If you are going through extreme shedding, it might be a comfort to know that 50 per cent of UK women are expected to experience hair loss at some point in their lives. While it can help to know it’s prevalent (and in almost all cases, temporary), there are ways to stimulate growth, slow down the shedding process and rediscover your best hair.
Don’t overlook your scalp
While reducing stress itself is paramount, scalp care is a vital part of getting your hair’s normal cycle back on track. “Your scalp is your hair’s support system and a flaky or inflamed scalp can contribute to hair loss and also impact the quality of hairs as they emerge from the follicle,” adds Kingsley. Just like your skin, a healthy scalp needs a balanced microbiome in order for your strands to thrive. Regularly washing and exfoliating will not only prevent irritation, redness and itching from compromising its health, it will also facilitate and encourage hair growth. “You take your hair and scalp to the same places you take your face and it gets just as dirty,” says Kingsley. “Your scalp is also a living tissue; it sweats, produces oils and sheds skin cells. You wouldn’t leave three days between washing your face, and you likely wouldn’t wear the same outfit more than a few times before washing it. Apply the same thinking to your hair.” Take a preventative approach and ward off issues before they occur by using a scalp serum. Philip Kingsley’s Overnight Scalp Barrier Serum contains exfoliating AHAs and anti-inflammatory witch hazel to keep scalps on an even keel.
Eat to grow
“Hair is a dispensable tissue as it isn’t needed for physical survival.

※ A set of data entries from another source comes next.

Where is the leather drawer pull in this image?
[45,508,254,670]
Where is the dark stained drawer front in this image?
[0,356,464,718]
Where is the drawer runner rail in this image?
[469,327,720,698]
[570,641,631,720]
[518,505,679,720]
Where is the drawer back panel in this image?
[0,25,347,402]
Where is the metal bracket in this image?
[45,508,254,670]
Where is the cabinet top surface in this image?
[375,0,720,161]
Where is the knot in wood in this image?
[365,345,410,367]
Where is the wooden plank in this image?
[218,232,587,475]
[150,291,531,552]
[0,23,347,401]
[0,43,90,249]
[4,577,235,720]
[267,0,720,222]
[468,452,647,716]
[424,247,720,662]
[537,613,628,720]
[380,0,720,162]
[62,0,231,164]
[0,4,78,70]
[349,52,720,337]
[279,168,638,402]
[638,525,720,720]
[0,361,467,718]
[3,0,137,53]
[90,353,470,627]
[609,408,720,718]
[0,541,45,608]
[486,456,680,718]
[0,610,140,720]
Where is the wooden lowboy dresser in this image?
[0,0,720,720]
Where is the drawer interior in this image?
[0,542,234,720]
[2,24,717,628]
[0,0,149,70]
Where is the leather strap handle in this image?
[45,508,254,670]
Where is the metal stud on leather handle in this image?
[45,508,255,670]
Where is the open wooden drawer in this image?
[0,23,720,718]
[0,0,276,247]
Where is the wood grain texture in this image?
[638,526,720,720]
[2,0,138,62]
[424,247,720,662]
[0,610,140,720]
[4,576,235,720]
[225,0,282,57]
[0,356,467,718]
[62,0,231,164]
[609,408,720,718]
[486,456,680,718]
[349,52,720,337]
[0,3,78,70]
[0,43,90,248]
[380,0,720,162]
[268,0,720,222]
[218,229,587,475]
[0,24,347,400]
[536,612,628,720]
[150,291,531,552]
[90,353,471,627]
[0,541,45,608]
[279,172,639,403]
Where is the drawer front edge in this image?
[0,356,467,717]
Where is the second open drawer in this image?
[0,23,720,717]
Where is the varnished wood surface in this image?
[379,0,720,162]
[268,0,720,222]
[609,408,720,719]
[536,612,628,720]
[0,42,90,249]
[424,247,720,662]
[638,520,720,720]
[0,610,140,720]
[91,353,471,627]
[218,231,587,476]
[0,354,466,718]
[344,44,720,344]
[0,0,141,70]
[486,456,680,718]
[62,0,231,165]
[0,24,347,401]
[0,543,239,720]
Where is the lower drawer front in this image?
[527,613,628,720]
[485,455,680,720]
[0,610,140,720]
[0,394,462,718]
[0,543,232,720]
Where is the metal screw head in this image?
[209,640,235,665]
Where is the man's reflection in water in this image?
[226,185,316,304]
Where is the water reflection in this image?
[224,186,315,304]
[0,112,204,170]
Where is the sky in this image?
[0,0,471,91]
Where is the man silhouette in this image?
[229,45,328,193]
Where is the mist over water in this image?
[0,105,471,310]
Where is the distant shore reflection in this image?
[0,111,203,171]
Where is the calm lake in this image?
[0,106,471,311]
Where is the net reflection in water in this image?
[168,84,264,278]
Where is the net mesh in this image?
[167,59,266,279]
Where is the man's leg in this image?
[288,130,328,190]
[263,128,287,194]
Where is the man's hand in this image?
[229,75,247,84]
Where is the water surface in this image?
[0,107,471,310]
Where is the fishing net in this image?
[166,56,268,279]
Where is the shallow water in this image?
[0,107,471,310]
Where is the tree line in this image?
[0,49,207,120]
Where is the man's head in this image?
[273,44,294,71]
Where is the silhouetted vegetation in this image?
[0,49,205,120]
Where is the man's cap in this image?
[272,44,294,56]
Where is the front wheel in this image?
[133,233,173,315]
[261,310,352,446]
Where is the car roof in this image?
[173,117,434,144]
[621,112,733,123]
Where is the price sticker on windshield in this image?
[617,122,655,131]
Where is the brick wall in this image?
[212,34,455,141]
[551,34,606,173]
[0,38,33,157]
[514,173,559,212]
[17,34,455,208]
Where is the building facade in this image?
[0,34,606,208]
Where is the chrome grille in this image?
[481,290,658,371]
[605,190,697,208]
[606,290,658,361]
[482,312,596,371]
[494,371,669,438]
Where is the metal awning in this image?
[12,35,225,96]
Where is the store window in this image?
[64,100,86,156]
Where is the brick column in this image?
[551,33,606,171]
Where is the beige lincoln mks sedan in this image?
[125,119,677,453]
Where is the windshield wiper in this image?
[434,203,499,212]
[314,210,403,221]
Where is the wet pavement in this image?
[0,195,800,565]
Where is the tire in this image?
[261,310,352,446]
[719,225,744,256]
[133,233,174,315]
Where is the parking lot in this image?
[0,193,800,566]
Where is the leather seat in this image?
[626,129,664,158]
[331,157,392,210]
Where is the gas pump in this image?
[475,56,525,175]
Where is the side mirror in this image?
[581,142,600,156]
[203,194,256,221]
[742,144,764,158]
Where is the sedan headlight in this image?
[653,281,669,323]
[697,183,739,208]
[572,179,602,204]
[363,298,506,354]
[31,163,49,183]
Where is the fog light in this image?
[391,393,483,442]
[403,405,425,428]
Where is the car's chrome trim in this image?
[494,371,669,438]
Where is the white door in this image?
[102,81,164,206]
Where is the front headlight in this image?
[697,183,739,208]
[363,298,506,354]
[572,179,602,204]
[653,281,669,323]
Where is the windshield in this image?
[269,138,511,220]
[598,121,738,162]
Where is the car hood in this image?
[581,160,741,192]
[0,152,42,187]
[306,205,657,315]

This means nutrients are first used to keep essential cells functioning, with hair receiving them last,” explains Kingsley. While any vitamin or mineral deficiency can worsen hair loss, some, like iron and ferritin, are more crucial than others. Low levels of vitamin D and B12 can also impact hair growth, so if you’re experiencing shedding, include leafy, dark greens, eggs and fatty fish in your diet. “Oily fish is packed with omega 3 fatty acids helping to support growth,” adds trichologist and Viviscal ambassador Hannah Gaboardi. “And eggs are packed with proteins, minerals and B-complex vitamins – helping to fight dryness.” Gaboardi also advocates eating chia seeds, which work to stimulate new hair follicles and induce growth.
Rethink your routine
It ought to go without saying that if you’re trying to counteract shedding and increase growth, heavy heat styling is not advised. “Hair is a robust and impressive tissue, but it has limits, especially because once a strand has emerged from your scalp, it doesn’t regenerate itself like your skin,” says Kingsley. If you can’t bear the idea of ditching your curling tongs altogether, aim to reduce the amount you use them and never skip heat protection. We like Sam McKnight’s Save The Do Blow Dry Spray. When it comes to your wash and care routine, take a pre-emptive approach and use a pre-shampoo conditioner like Olaplex Hair Perfector No 3 once a week to restore strength and elasticity. To combat active shedding, try drops like Philip Kingsley Density Preserving Scalp Drops to induce an optimal environment for growth. A nutrient-packed growth-boosting supplement like Viviscal Healthy Hair Vitamins which contains iron and biotin to support healthy growth can also help.